In our report, the membrane CD36 in PBMC was decreased in RA patients with higher cIMT; besides, a negative correlation between TNFα and membrane CD36 MFI was found. These support the findings observed in endothelial cells and PMBC cultures reported by Boyer et al. [19]. However, these results must be corroborated by further studies using similar approaches as described before.

In our patients, another possible explanation for the low levels of CD36 might be the proteolytical cleavage by ADAM17, which might result in more soluble CD36 [20]. It has been reported the protective role of the CD36 polymorphism, G573A, in plaque thickness in patients with early coronary artery disease [21].
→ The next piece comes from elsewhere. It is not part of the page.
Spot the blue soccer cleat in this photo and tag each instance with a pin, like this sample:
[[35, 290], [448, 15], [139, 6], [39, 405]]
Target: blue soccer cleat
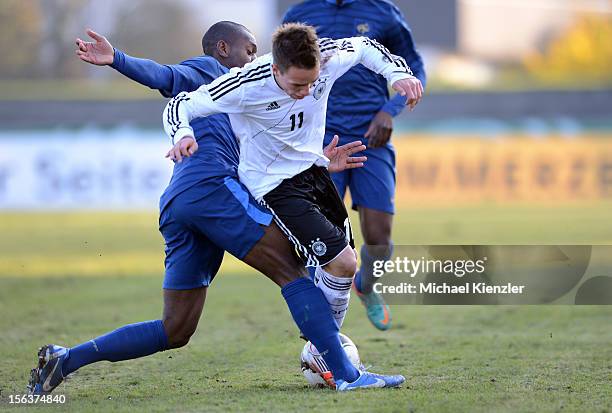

In a more detailed analysis of our results, we looked for the influence of disease duration and treatment. We found that, RA patients with normal cIMT had longer disease duration and lower levels of TNFα and IL-6 (Table 1) probably due to the benefit of prolonged use of antirheumatic drugs in the prevention of subclinical atherosclerosis [22]. In vitro studies using methotrexate (MTX) favor the cholesterol efflux through activation of adenosine A2 receptor, which in turn prevents the foam cell differentiation and atherosclerosis plaque formation [23, 24]. MTX might downregulate serum TNFα in RA [25]. A large study that enrolled more than 8,000 patients using synthetic DMARDS compared with anti-TNFα users (11,000 approximately) showed a reduction in cardiovascular risk in both groups, even though the reduction was greater in the anti-TNFα treated patients [26, 27].

Based on our results, low PBMC CD36 membrane expression showed a negative correlation with cIMT, ox-LDL, TNFα , IL-6, and DAS28. From the clinical standpoint, the interaction between these factors might reflect the importance of CD36 in the development of atherosclerosis in RA.

5. Conclusion

RA patients with subclinical atherosclerosis showed low membrane expression of CD36 in PBMC and increased serum proinflammatory cytokines. Translation of the results from these studies to the clinical field is difficult since the functional role of CD36 depends on the target cell. Further studies are needed to validate our findings and clarify the downregulation of CD36 in RA.

Acknowledgment

The authors thank Professor Minoru Satoh, M.D. and Ph.D., for reviewing this paper.

Conflict of Interests

The authors declare that they do not have conflict of interests.